W środę Rada Miejska w Lidzbarku Warmińskim zatwierdziła cenę wywoławczą 48,1 mln zł dla kompleksu basenów Termy Warmińskie, które zbudowane zostały ponad sześć lat temu dzięki dotacji z UE za około 90 mln zł. Za przyjęciem uchwały w sprawie akceptacji ceny sprzedaży term zagłosowało 14 radnych miejskich, jeden był przeciwny. Lidzbarska Rada Powiatu podjęła podobną uchwałę w miniony czwartek, ponieważ obiekt był wspólną inwestycją obu samorządów, które mają po połowie udziałów. Uchwały upoważniają Zarząd Powiatu do rozpoczęcia procedury przetargowej.
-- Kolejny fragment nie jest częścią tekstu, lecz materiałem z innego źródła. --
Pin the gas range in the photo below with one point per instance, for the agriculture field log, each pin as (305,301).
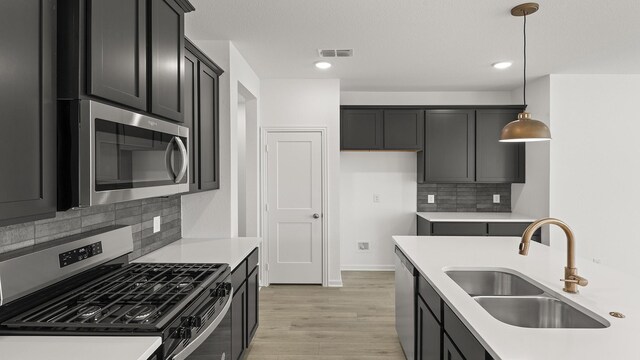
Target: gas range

Gmina i powiat mają otrzymać po połowie pieniędzy uzyskanych ze sprzedaży 10-hektarowej działki z obiektami basenowo-wypoczynkowymi. Według samorządowców, cenę wywoławczą – 48,1 mln zł „określono z uwzględnieniem wartości rynkowej ustalonej na podstawie operatu szacunkowego”.
Władze powiatu i miasta uzasadniają plany sprzedaży Term Warmińskich tym, że samorządy nie są powołane do prowadzenia przedsięwzięć komercyjnych. Przypominają, że wzięły „na siebie” tę inwestycję, bo nie udało się jej zrealizować w modelu partnerstwa publiczno-prywatnego. Podkreślają, że własnością samorządów nadal pozostanie działka z odwiertem, czyli ujęciem wód termalnych o właściwościach leczniczych. Jest to istotne, ponieważ miasto rozbudowuje infrastrukturę uzdrowiskową i dąży do uzyskania statusu uzdrowiska.
Koszt zaprojektowania i wybudowania term wyniósł 89,6 mln zł, z czego 21,8 mln zł stanowił wkład powiatu i gminy, a resztę – dotacja unijna. Lidzbarskie samorządy deklarują, że dochody uzyskane ze sprzedaży przeznaczą m.in. na inwestycje.
Zakończył się 5-letni tzw. okres trwałości projektu, dzięki czemu sprzedaż Term stała się możliwa. Termy Warmińskie to kompleks basenów wykorzystujących wody typu chlorkowo-sodowego oraz jedna z największych w regionie samorządowych inwestycji dofinansowanych z UE. Jednakże, od początku wzbudzały kontrowersje, ponieważ woda zasilająca baseny ma temperaturę 20,7 st. C i wymaga podgrzewania. Z tego powodu niemiecki „Der Spiegel” umieścił „zimne Termy” na liście „euroabsurdów”.
Sprawę powstania lidzbarskich Term badała Prokuratura Rejonowa w Białymstoku po złożeniu zawiadomienia przez ówczesną poseł Lidię Staroń. Trwające blisko 1,5 roku śledztwo umorzono pod koniec 2014 r., wobec braku znamion czynu zabronionego.